Cuando se volteó, divisó a Agustina. Su piel relucía al igual que sus irises y cabellos. Había subido de peso; los pómulos no se le marcaban tanto, y sus ojos ya no parecían tan hundidos. En su nariz se hallaba una canula nasal, la cual estaba aferrada a su rostro por una suave cinta hipoalergénica; el tubo estaba conectado directamente a un tanque de oxígeno con ruedas, el cual ella arrastraba.
—Hola, Agustina —Dijo Carlos con una gran sonrisa—. Te ves mucho mejor que la última vez.
—Gracias —Dijo ella con una sonrisa apenada—. Me he recuperado bien de la operación. La doctora dice que si todo sale bien para el año que viene, podré salir una vez a la semana. ¿No es grandioso?
—Oye, que gran noticia —Carlos no pudo evitar sentirse realmente feliz por ella—. ¿Seguiste mi consejo?
—Sí —Agustina asintió—. Cantar hasta que la anestesia me durmiera realmente me ayudó a tranquilizarme. No tuve miedo. Aunque no puedo recordar si canté bien o solo balbuceé.
—Puede que ambas cosas —Dijo con una risilla—. Oye, acompáñame, te invito algo del comedor. Nos quitaron la máquina de jugo gratis, así que hoy estoy de luto.
—Se nos fue un verdadero héroe —Contestó Agustina, soltando una risa torpe. Se notaba que le dolía la garganta—. No quiero abusarme de tu amabilidad, pero me gustaría comer algo con sabor ahora que puedo comer sólidos.
—Entonces vamos. Ah, déjame cargar tu oxígeno. Debe ser pesado.
—Nah, no es tan pesado como parece. Estas ruedas ayudan mucho —Dijo ella, cargando el tanque.
Ambos subieron al ascensor, el cual los dejó directo en la cafetería. Un lugar enorme repleto de hermosos sillones individuales verdes, confrontados de dos en dos, con una mesita ratona en medio. En una esquina, cerca del pasillo que daba a las habitaciones, se hallaba la barra, atendida por dos enfermeras. Carlos se pidió un sándwich de queso y salami, mientras que Agustina eligió macarrones con queso, y unos sándwiches de miga de jamón y queso. Para beber, ambos pidieron jugo de naranja. Se sentaron frente a frente, chocando las botellas como brindis antes de abrirlas.
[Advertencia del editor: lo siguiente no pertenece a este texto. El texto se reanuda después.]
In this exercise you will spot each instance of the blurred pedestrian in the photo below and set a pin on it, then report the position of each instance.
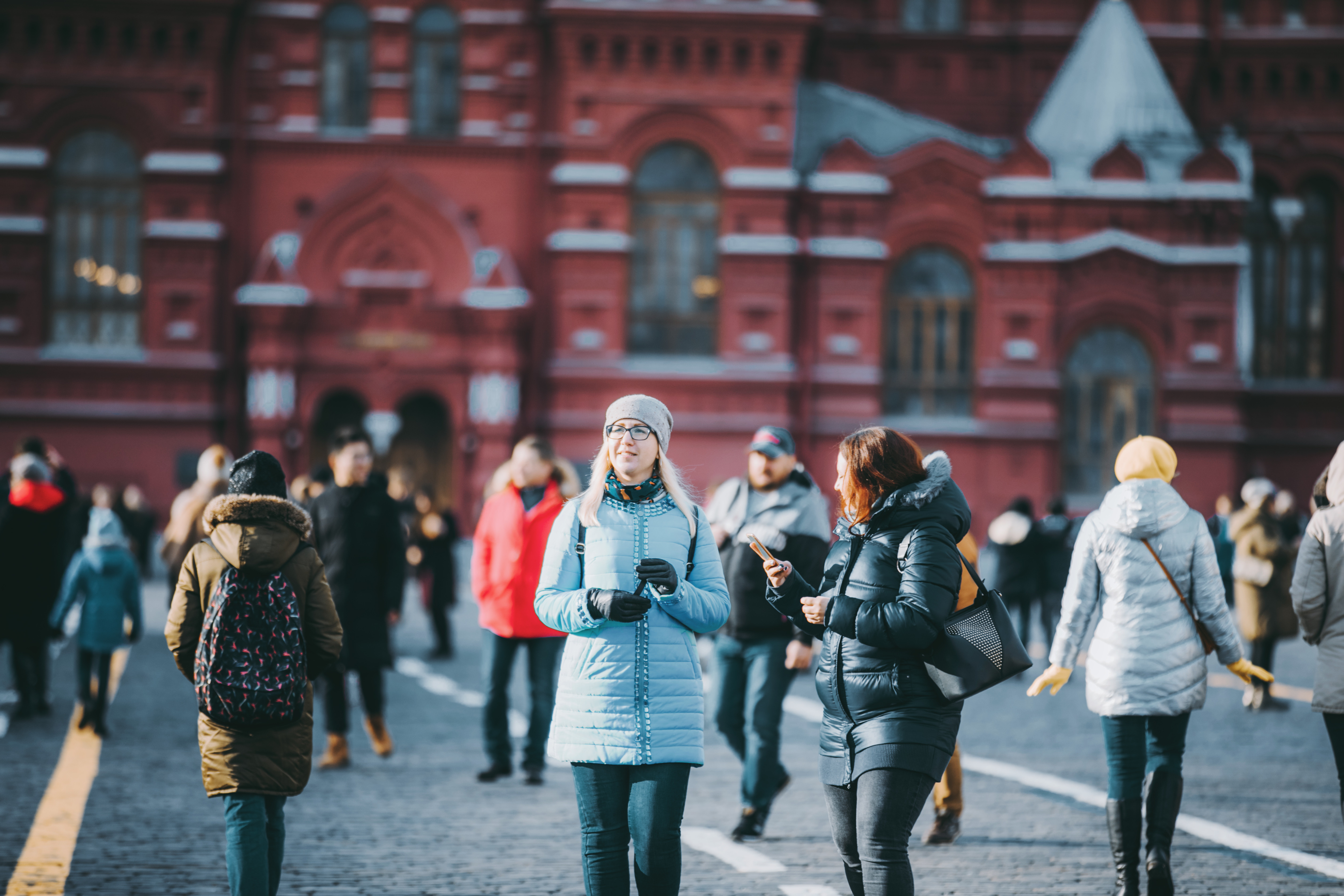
(1147, 562)
(759, 651)
(1319, 601)
(185, 527)
(255, 574)
(358, 534)
(507, 554)
(1264, 574)
(887, 734)
(104, 578)
(33, 554)
(631, 707)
—¿Puedes permitirte venir ahora? —Preguntó Agustina, clavando el tenedor en los macarrones. Luego, los llevó directo a su boca— ¡Esto es delicioso!
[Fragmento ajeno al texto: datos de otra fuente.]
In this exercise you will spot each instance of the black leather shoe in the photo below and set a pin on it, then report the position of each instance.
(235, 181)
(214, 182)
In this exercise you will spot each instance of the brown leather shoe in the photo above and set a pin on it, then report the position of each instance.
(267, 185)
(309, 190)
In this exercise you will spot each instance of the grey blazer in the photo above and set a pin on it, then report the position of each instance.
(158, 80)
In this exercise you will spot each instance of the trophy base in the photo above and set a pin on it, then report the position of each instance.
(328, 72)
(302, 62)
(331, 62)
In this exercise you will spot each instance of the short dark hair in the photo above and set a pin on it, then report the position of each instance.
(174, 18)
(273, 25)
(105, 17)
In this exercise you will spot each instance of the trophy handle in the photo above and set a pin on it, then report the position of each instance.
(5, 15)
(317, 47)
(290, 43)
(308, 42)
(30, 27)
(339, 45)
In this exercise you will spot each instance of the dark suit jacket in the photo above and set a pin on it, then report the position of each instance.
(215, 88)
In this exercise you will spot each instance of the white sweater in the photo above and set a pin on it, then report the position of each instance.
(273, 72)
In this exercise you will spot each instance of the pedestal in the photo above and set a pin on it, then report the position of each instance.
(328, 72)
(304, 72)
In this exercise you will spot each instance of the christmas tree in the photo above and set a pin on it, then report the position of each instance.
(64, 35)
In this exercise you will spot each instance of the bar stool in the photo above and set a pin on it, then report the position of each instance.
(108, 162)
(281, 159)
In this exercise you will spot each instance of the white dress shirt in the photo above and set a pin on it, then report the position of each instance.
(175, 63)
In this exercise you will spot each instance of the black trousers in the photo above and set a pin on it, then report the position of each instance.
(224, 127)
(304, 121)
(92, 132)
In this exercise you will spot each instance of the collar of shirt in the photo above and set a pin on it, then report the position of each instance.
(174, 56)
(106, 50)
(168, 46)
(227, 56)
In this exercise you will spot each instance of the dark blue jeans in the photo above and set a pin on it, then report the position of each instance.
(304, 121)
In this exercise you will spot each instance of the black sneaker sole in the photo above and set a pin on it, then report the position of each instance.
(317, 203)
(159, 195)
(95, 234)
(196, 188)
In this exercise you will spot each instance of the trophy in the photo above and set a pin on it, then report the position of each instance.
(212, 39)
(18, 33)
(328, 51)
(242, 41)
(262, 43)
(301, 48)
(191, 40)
—Sí. Es mi hora de almorzar. Por eso fui a la máquina expendedora. Ahora me arrepiento de no haber ido una hora antes —Contestó Carlos con una risilla—. Pero háblame de ti, ¿cómo has estado?
—Bien. Ya no me duele tanto el cuerpo, y finalmente estoy engordando algo. Antes parecía un puto esqueleto. Dios, esto está muy bueno —Dijo mientras comía. Comió tan rápido que se le acabaron los fideos—. Antes llegaba a convulsionar del dolor, era horrible. Los médicos dijeron que puede que llegue a los setenta sin problemas. ¡Dios, es tanto tiempo! No sé qué haré —Una gran sonrisa se le dibujó en el rostro mientras abría la bolsa de los sándwiches.
Carlos solo la miró fijamente mientras masticaba. «Tanto tiempo...» resonó en su cabeza como un débil susurro.
—Estoy pensando en estudiar para ser maestra jardinera —Continuó ella—. ¿Me imaginas a mí, con un montón de niños? Me cuesta imaginármelo, pero creo que me gustará. O también puedo estudiar arquitectura, me gustan los edificios que se ven lindos. ¡O también gastronomía, amo la comida! Tengo tanto tiempo y tantas opciones que no sé qué hacer, ¿no te pasó alguna vez? —Dijo con una gran sonrisa. Las migajas se le asomaban por las comisuras.